A Fourth Cut in Sunder

Last week I read Alex Kladov's Three Different Cuts discussing the implementation of cut in three different languages: Rust, Go, and Zig. The cut function takes a string and a pattern, and splits the string around the first occurrence of the pattern:

cut("life", "if") = ("l", "e")

cut("key=value", "=") = ("key", "value")

cut("hello", "foo") = no result since "hello" does not contain "foo"

The article provides a theoretical signature for cut if it were to be added to Zig's standard library:

pub fn cut(
    s: []const u8,
    sep: []const u8
) ?struct { prefix: []const u8, suffix: []const u8 } {
    ...
}

I really like this function signature; it is short, easy to read, and uses an anonymous struct as a named tuple to clearly describe the bundled data returned from the function. After reading Kladov's article, I knew that I wanted to add cut to Sunder's standard library, and I chose to use the Zig function signature as the basis for my Sunder implementation.
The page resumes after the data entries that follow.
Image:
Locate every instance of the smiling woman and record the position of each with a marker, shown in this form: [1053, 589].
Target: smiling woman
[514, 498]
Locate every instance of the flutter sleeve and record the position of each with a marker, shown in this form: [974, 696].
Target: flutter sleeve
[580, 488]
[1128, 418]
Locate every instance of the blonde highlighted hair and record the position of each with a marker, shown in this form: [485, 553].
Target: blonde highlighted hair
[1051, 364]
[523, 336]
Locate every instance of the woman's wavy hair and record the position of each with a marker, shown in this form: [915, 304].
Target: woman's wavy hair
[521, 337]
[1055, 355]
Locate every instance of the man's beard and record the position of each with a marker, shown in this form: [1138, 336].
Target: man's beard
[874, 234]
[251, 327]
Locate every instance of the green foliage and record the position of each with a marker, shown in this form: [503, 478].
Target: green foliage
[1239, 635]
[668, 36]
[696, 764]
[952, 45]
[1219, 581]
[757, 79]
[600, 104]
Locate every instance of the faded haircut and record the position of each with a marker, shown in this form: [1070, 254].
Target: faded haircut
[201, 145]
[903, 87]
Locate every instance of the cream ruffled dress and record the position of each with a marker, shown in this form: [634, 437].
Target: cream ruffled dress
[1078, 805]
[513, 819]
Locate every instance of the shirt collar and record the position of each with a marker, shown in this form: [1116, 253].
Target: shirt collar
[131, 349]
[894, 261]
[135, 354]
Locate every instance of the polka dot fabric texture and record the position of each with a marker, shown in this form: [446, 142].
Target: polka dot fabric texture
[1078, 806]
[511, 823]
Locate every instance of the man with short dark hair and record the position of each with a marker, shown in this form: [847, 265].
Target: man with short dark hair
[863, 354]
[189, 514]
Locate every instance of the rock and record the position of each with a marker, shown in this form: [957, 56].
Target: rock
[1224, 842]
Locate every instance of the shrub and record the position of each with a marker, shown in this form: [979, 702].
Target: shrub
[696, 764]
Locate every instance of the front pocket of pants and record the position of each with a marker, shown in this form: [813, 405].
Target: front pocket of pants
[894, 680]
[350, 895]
The Sunder version of the cut signature takes the form:

func cut(
    str: []byte,
    separator: []byte
) std::optional[[struct { var prefix: []byte; var suffix: []byte; }]] {
    ...
}

Sunder supports byte slices via the type []byte1, and supports optional values with the user-defined std::optional type. Coincidentally, anonymous structs were added to Sunder on the same day that Kladov's article was published2, so the Sunder implementation can use the same named tuple type seen in the Zig signature.

The Sunder standard library already supported a find function on byte slices, so cut only ended up taking a handful of lines to implement:

func cut(
    str: []byte,
    separator: []byte
) std::optional[[struct { var prefix: []byte; var suffix: []byte; }]] {
    alias T = struct { var prefix: []byte; var suffix: []byte; };

    var index = std::str::find(str, separator);
    if index.is_empty() {
        return std::optional[[T]]::EMPTY;
    }

    var index = index.value();
    return std::optional[[T]]::init_value((:T){
        .prefix = str[0:index],
        .suffix = str[index+countof(separator):countof(str)],
    });
}

This implementation of cut was added to Sunder's standard library as std::str::cut in commit 4b0296c. Shortly after the addition, I was able to replace a bunch of std::str::split and std::str::split_with_allocator calls with equivalent std::str::cut calls across my scratch repo. This instance was particularly satisfying to replace. At the time when the code was originally written, I was frustrated at how inelegant the call to std::str::split_with_allocator was when I knew the result of the split operation fit into fixed size list of two elements. Looking at that code now, it is obvious that the operation was a tool for cut!

Footnotes

1. Sunder does have a u8 type, but u8 and byte are distinct. The two types have identical size and alignment, but arithmetic operators such as addition and subtraction will produce a compile-time error when used on byte values. The type []u8 means "slice of unsigned 8-bit integers" whereas the type []byte means "slice of bytes" or "byte string".

2. Anonymous structs and unions were originally added to Sunder in commits 203d581 and d94fc90 to simplify type definitions, with the inlining of std::_result_union into std::result in commit 8bccfb1 as a motivating example. It was only after reading Three Different Cuts that I realized anonymous structs and unions could also be useful in defining one-off named tuples for function return types.